Strictly speaking: not at all. Thus PrimeQ is "reliable" only as far as it has been tested and nothing at all can be strictly said about its reliability for n larger than the numbers for which it has been tested. The same applies probability: there is no "strict" sense in which one can say that PrimeQ "probably" works for all n (or even "almost all"). The only reasons why people of probability etc in this context are psychological.

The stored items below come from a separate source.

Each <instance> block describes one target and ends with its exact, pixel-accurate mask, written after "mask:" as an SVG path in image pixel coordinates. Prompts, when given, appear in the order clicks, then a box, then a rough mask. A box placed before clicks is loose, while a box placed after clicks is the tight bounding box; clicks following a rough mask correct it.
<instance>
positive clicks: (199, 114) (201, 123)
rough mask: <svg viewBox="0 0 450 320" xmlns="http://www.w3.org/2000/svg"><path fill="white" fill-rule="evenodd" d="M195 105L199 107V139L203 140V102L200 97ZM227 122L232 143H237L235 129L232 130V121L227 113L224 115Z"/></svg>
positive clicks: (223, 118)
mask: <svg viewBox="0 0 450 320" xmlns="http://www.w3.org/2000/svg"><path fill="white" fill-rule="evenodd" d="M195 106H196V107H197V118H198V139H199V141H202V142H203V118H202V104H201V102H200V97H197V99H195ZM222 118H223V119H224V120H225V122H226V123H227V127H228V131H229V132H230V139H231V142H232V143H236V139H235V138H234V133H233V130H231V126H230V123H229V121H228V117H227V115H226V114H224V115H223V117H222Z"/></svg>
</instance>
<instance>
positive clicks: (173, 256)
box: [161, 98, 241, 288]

However, this does not mean that "empirical testing" of PrimeQ is useless. It of course means that the function is perfectly reliable for all n for which it has been tested. It is more convenient to use such a function that to store a huge list of known primes to look up every time you need to know if some number is a prime. PrimeQ is nothing more than a convenient replacement for a long list of known primes and testing it further simply makes this list longer. Another advantage of PrimeQ over such a list (of known primes) is that there is always some possibility that one day someone will produce a mathematical proof that PrimeQ always returns the right answer and then it will become 100% reliable. Most experts would say that the "probability" of this happening is small - but this is also only "psychology".

I just saw Daniel's comment. I have not seen R. Baillie and S. Wagstaff's paper so it maybe indeed true that there is a sense in which one can define the "probability" of such a counterexample and show that it is "small". One could then perhaps consider PrimeQ as "reliable" in this this particular sense beyond the numbers for which it has been tested. That, of course, would be useful for certain kind of applications but not for others (in particular not for asserting that a single large number that PrimeQ says is prime really is so).


Regarding the original question: it is not necessarily the case that Lucas pseudoprimes less than 1E16 are rare. The point is that, if you make a list of psp's base 2 and a list of Lucas psp's, then the two lists are observed to have very little, if any, overlap.

As for probabilities: In the Miller-Rabin test, if n is composite, then 3/4 of the bases are witnesses for the compositeness of n.

For the strong Lucas test, the corresponding probability (measuring (P,Q) pairs), is 11/15; see F. Arnault, "The Rabin-Monier Theorem for Lucas Pseudoprimes". Mathematics of Computation 66 (218) (April, 1997), pp. 869–881.